If you were to invent statistics from scratch, how would I do it? Statistics can be seen as a ``converse'' of probability, and it is essentially a field that branches out from math. In probability, one takes a distribution and attempts to describe what the samples look like. In statistics, we are given the samples first and then try to infer what the distribution is. This is usually an extremly difficult problem, and so rather than trying to describe the entire distribution, we try to talk about certain parameters about the distribution (e.g. what is the mean, variance?).

At the heart of statistics is the seemingly unrelated information theory, which talks about how much information (e.g. bits) can be transmitted through a noisy channel. The concepts of entropy and KL-divergence provide a good transition between probability and statistics. At this point, we can branch off into two paradigms of inference. First is the frequentist approach, which attempts to model the parameter as a random variable that realizes through a sampling distribution. The second is the Bayesian approach, which assumes a prior distribution on the data, which with the data and Bayes rule gets updated to our posterior.

Once the foundations of these two theories are established, the main applications lie in machine learning, which uses computer science to design algorithmic approaches to statistical inference. This field can be seen as an integration of statistics and computer science, since we heavily use the theory of algorithms to optimize objective functions that are determined by statistics (e.g. greedy algorithms to fit decision trees, L1 regularization as a convex approximation of best subset regression). In fact, optimization is such an important subset of machine learning that it deserves its own set of notes. In here, I go through the main concepts in convex optimization, along with an index of other non-convex methods. It turns out that the fields of optimization and sampling (which is also used for numerical integration) are heavily related, as slight modifications of optimizers lead to samplers (e.g. SGD vs SGLD).

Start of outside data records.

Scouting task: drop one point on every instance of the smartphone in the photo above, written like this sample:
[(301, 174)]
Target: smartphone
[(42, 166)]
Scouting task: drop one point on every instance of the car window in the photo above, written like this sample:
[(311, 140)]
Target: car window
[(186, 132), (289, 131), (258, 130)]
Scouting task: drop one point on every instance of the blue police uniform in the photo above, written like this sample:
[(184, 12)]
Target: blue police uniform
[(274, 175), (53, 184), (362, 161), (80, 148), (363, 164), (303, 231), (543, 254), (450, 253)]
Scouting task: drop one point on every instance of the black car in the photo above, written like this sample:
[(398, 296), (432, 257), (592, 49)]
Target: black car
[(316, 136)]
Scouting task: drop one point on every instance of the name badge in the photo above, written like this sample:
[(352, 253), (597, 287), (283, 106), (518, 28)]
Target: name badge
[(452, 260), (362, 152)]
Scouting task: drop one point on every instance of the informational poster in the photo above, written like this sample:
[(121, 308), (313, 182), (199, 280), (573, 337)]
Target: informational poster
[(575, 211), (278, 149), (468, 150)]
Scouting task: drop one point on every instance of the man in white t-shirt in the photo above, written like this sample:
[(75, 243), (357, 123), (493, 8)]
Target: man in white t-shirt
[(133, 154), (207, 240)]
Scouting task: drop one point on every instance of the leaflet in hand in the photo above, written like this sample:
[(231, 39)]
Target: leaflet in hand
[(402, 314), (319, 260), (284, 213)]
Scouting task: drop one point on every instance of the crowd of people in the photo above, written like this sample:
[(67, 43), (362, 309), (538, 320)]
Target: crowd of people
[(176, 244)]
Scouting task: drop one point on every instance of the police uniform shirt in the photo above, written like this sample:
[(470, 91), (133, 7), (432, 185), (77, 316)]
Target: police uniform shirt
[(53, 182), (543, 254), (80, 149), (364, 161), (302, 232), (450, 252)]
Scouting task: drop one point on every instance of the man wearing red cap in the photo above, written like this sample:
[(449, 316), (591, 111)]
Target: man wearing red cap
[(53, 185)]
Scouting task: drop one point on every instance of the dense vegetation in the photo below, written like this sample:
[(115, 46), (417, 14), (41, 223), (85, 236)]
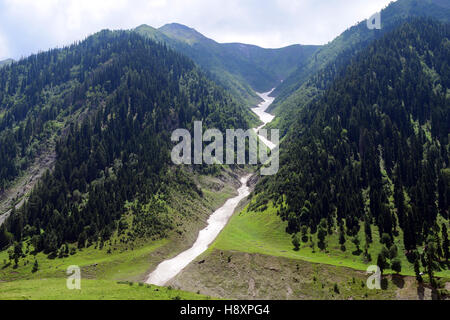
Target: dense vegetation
[(318, 72), (132, 94), (374, 150), (239, 67)]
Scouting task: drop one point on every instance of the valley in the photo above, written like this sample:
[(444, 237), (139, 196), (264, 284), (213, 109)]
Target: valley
[(88, 177)]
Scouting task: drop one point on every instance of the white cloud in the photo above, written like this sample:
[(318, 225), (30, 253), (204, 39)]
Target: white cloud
[(29, 25)]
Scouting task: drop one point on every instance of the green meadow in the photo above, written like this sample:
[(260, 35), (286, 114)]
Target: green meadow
[(264, 233)]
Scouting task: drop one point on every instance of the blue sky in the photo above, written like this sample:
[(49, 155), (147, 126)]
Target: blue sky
[(29, 26)]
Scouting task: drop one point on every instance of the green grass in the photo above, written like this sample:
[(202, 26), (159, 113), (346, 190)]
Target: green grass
[(56, 289), (264, 233), (119, 265), (120, 259)]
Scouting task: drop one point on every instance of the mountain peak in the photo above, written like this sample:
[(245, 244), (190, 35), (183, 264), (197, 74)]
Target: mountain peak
[(182, 32)]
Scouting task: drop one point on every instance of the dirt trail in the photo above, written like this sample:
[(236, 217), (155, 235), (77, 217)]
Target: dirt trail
[(19, 191)]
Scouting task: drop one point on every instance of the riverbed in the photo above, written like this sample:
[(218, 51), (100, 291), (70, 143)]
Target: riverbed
[(168, 269)]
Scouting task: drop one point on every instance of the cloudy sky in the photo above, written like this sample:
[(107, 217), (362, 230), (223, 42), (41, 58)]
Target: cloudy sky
[(28, 26)]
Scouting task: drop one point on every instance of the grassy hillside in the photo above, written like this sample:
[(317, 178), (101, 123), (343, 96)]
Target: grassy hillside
[(265, 233), (116, 268), (55, 289)]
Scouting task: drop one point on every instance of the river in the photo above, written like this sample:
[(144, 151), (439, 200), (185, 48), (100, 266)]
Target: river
[(168, 269)]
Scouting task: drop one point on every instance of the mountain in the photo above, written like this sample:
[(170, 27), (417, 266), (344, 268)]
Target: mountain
[(371, 156), (240, 68), (305, 85), (109, 105), (6, 62)]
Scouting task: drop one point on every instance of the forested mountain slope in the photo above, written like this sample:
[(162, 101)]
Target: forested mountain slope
[(6, 62), (130, 93), (239, 67), (309, 81), (373, 152)]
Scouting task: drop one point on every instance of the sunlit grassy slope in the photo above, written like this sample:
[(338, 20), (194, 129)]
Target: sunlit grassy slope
[(264, 233), (56, 289)]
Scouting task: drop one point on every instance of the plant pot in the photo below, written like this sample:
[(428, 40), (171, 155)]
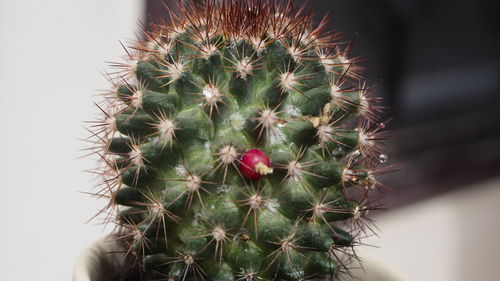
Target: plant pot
[(103, 261)]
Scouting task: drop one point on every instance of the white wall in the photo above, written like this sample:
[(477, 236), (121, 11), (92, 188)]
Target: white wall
[(51, 56)]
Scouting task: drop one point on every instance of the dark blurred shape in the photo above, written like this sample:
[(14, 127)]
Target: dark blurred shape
[(437, 64)]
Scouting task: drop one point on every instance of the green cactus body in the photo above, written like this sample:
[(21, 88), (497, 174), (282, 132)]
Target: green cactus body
[(199, 93)]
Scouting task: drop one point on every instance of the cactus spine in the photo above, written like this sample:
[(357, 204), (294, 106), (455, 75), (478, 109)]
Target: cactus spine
[(239, 142)]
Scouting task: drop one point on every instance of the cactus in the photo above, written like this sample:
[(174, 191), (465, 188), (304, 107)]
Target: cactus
[(239, 142)]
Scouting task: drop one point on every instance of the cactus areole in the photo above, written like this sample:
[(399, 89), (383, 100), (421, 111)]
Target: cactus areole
[(255, 164), (239, 141)]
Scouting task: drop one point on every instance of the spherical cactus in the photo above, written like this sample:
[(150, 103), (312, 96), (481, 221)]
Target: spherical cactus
[(239, 142)]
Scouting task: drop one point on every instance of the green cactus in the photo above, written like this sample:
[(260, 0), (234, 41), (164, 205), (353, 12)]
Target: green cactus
[(239, 142)]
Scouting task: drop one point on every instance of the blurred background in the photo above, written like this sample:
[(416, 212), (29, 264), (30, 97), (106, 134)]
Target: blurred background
[(436, 63)]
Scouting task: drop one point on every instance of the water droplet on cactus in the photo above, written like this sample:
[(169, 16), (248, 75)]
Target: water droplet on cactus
[(255, 164), (180, 170), (356, 153), (383, 158)]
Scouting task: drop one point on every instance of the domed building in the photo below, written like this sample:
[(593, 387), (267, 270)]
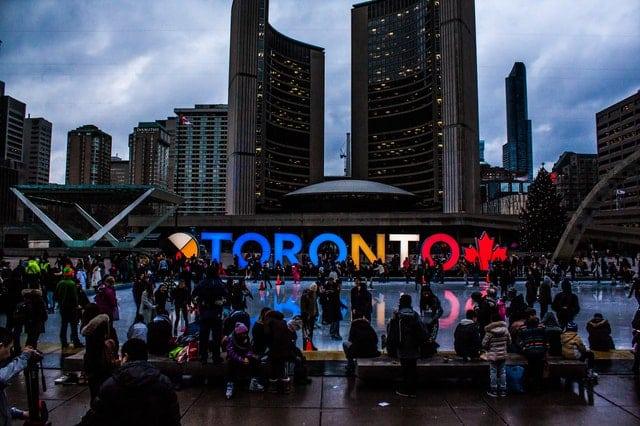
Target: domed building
[(347, 195)]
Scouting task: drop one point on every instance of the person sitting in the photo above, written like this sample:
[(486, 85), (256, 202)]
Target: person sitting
[(362, 343), (138, 329), (159, 335), (405, 337), (574, 348), (534, 348), (242, 362), (599, 334), (137, 393), (552, 333), (495, 342), (466, 337)]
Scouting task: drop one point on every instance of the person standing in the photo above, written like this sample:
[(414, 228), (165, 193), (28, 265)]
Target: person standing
[(210, 296), (69, 305), (405, 337), (495, 342)]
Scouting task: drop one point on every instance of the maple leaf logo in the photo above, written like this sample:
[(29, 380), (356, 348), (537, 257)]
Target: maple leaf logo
[(485, 252)]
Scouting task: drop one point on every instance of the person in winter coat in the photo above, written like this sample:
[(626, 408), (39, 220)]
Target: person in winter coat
[(534, 348), (544, 295), (405, 336), (147, 305), (466, 337), (9, 370), (241, 361), (599, 331), (101, 349), (362, 342), (137, 393), (495, 342), (138, 329), (69, 305), (566, 304), (552, 333), (309, 313), (32, 314), (573, 347), (361, 301), (106, 299), (258, 338)]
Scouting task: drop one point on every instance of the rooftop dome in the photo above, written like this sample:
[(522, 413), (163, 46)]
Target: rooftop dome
[(349, 195)]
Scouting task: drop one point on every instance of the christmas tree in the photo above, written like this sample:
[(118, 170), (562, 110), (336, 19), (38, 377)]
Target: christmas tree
[(543, 219)]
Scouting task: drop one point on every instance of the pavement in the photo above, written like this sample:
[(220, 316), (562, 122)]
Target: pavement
[(331, 400)]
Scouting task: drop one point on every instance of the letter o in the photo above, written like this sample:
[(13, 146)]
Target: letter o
[(323, 238), (446, 239), (251, 236)]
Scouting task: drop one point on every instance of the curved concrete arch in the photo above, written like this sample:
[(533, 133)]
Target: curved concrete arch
[(583, 215)]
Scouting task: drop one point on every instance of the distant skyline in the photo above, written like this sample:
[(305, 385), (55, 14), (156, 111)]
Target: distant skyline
[(114, 64)]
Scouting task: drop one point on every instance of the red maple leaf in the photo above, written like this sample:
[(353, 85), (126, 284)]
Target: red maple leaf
[(485, 252)]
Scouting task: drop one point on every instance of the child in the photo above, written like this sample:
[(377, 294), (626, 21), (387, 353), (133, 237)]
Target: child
[(495, 342)]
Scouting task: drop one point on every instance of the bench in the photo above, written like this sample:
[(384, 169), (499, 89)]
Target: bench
[(449, 366)]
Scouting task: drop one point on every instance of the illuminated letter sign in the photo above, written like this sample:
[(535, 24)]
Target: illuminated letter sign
[(216, 238), (358, 244), (441, 238), (323, 238), (279, 252), (251, 236), (404, 240)]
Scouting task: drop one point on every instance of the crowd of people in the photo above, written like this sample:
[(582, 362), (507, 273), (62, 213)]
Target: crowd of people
[(210, 304)]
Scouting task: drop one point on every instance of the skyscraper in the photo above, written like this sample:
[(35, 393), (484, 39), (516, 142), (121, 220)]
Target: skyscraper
[(276, 112), (517, 153), (414, 99), (201, 159), (149, 154), (37, 150), (88, 156), (618, 128)]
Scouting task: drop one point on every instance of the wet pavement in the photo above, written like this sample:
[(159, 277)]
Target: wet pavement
[(612, 302)]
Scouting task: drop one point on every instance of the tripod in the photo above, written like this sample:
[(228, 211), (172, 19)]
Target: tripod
[(38, 412)]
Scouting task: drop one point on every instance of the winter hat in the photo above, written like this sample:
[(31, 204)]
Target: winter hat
[(240, 328)]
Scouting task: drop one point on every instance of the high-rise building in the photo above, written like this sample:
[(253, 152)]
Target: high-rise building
[(276, 112), (517, 153), (170, 126), (149, 154), (88, 156), (37, 150), (201, 159), (414, 100), (120, 172), (576, 176), (618, 128), (11, 153)]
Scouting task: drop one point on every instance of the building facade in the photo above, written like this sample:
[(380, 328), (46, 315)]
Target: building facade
[(149, 146), (517, 153), (37, 150), (201, 159), (414, 99), (120, 172), (618, 129), (576, 176), (276, 112), (88, 156)]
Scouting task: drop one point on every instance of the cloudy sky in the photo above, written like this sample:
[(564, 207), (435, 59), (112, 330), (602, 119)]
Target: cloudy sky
[(115, 63)]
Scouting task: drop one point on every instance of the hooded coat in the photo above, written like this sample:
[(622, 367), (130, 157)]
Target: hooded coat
[(136, 394), (496, 339)]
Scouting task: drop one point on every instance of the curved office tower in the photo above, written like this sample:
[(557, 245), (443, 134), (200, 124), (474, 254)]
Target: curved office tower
[(276, 112), (414, 99)]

With the universal approximation theorem, better engineering, and exponentially-increasing computatonal power, deep neural networks have become extremely powerful models for complex and high-dimensional data. They start out with simple multilayer perceptrons but recent research has pushed the architectures to CNNs, RNNs, LSTMs, energy models, encoder-decoders, flow models, attention layers, and most recently diffusion models. While the models are inherent black-box in nature, several heuristics and architectures have been developed to push their applications to the field of computer vision (CV) and natural language processing (NLP). The most noticeable success of these applications come in autonomous driving and large language models (LLMs).

Finally, another subfield of machine learning is called reinforcement learning, which teaches agents to make decisions through simulations involving trial and error. These models are widely used in robotics and simulations, and this field of optimizing rewards and penalties heavily relies on game theory.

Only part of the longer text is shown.